In a hearing on the Delaware Department of Correction’s annual budget request Feb. 24, Commissioner Carl C. Danberg defended a proposal to eliminate the state’s Board of Parole, arguing that the panel has outlived its usefulness and is no longer a wise use of state money.
Danberg told members of the General Assembly’s Joint Finance Committee that he supports a plan put forward by Gov. Jack Markell that would transfer the board’s duties to the DOC.
The move could save the state more than $500,000 per year, if the DOC could absorb the board’s six full-time positions and eliminate vacant positions elsewhere in the department to balance them out.
He said the state’s 1989 truth-in-sentencing law has made the board all but obsolete, as evidenced by a workload that has diminished dramatically over the last decade. In 2007, Danberg said, the board held only 46 hearings and paroled just seven inmates.
The board only has authority over inmates sentenced before June 30, 1990.
Those sentenced after that must have their terms evaluated by the court that heard their cases. In many instances, courts have little leeway in granting parole since the law requires prisoners to serve a certain percentage of their sentences.

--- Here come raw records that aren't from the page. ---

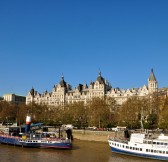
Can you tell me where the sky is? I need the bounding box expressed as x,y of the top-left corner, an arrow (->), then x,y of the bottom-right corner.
0,0 -> 168,96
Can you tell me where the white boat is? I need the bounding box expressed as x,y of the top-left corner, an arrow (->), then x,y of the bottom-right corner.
108,132 -> 168,160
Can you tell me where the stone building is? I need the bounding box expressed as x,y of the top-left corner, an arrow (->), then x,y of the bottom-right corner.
26,69 -> 158,106
3,94 -> 26,104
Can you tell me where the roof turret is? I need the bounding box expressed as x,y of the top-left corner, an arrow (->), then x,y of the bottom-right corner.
97,71 -> 105,84
149,69 -> 156,81
59,75 -> 66,87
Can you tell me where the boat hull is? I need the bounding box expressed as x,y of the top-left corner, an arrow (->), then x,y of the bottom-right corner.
0,136 -> 72,149
110,146 -> 168,161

Danberg said the board now has authority over approximately 300 prisoners, while DOC oversees the parole of approximately 21,000 inmates each year.
“We need to pick a point in time and say, ‘Enough is enough,’” Danberg said. “We’ve reached the point of diminishing return.”
However, Sen. Bruce C. Ennis, D-Smyrna, said the board is a vital independent arbiter that needs to stay in place.
“There is a need for the Board of Parole,” Ennis said. “The fact that it’s independent is important.”
The board’s five members are appointed by the governor to staggered four-year terms. The longest-serving member of the board, William C. Pfeifer, first was appointed in 1970.
Danberg argued that the General Assembly essentially agreed to the eventual dissolution of the board when it passed the truth-in-sentencing law.
“Is there really a need for independence to deal with 46 out of 21,000 people?” he asked. “The decision has already been made by the General Assembly.”
Joint Finance Committee chairwoman Sen. Nancy Cook, D-Kenton, reminded Danberg that it would be unconstitutional to eliminate the board while its duly appointed members are in the midst of their terms.
Danberg said the non-appointed board staff could easily be moved around, and there are ways to keep the board members on until the expiration of their terms.
Committee vice chairman Rep. Dennis P. Williams, D-Wilmington North, said he thinks the issue could be resolved.
“We have enough attorneys to give us an opinion on how to do this constitutionally,” he said.